TRIBUNNEWS.COM, MOSKWA - Serangan pesawat tak berawak atau drone Ukraina ke tempat kerja Presiden Rusia Vladimir Putin di Gedung Kremlin telah mengguncang status quo dalam konflik yang sedang berlangsung antara dua negara itu.
Pernyataan ini disampaikan sekelompok ahli setelah insiden tersebut.
Menurut mereka, serangan itu juga dapat menyebabkan eskalasi berbahaya yang mungkin melibatkan penggunaan senjata nuklir.
Para ahli memperingatkan bahwa Rusia pasti akan membalas serangan yang diduga dilakukan Ukraina itu.
Penulis Jerman dan Koresponden Perang yang saat ini tinggal di St. Petersburg, Thomas Roeper mengatakan dirinya 'cukup terkejut' mendengar serangan yang menargetkan Putin.
Karena hal itu jelas melanggar 'kesepakatan tidak resmi untuk tidak mengebom, tidak menyerang tempat-tempat di mana politisi terkemuka berada'.
"Tidak ada keraguan bahwa Rusia kemungkinan akan membalas.

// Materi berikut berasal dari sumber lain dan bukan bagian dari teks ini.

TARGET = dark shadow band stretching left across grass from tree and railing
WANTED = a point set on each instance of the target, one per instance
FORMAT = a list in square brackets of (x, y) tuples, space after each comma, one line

Akan ada eskalasi lebih lanjut, bahkan sampai ancaman penggunaan (senjata) nuklir, yang menurut saya masih mungkin terjadi," kata Kepala Kelompok Oposisi Jerman untuk Kedaulatan dan Konstitusi Jerman, Ralph Niemeyer.
Dikutip dari laman Russia Today, Kamis (4/5/2023), Profesor Hukum Internasional Turki dan Pakar Terorisme, Mesut Hakki Casin menyatakan bahwa eskalasi mungkin menjadi tujuan orang-orang yang merencanakan serangan itu.
"Kekuatan di balik serangan tersebut mungkin berusaha untuk menempatkan konflik yang sedang berlangsung antara Rusia dan Ukraina 'di pusat peperangan Eropa' dan bahkan berpotensi memprovokasi Rusia untuk meluncurkan serangan nuklir taktis. Ini adalah permainan yang sangat tidak dapat diterima dan sangat, sangat kotor," kata Casin.
Casin juga memperingatkan bahwa Ukraina mungkin tidak sendirian dalam merencanakan dan mengatur aksi ini.
"Ini adalah serangan internasional yang terorganisir," tegas Casin.
"Negara Barat pendukung Ukraina tidak akan dapat mengabaikan insiden itu," jelas Niemeyer.
Tokoh oposisi Jerman itu menilai bahwa Amerika Serikat (AS) dan sekutunya akan mencoba meremehkan insiden tersebut dan 'mengatakan itu bukan rezim Ukraina, itu bukan dari rakyat (Presiden Ukraina Volodymyr) Zelenskyy'.
"Seperti yang mereka lakukan dengan sabotase pipa Nord Stream," papar Niemeyer.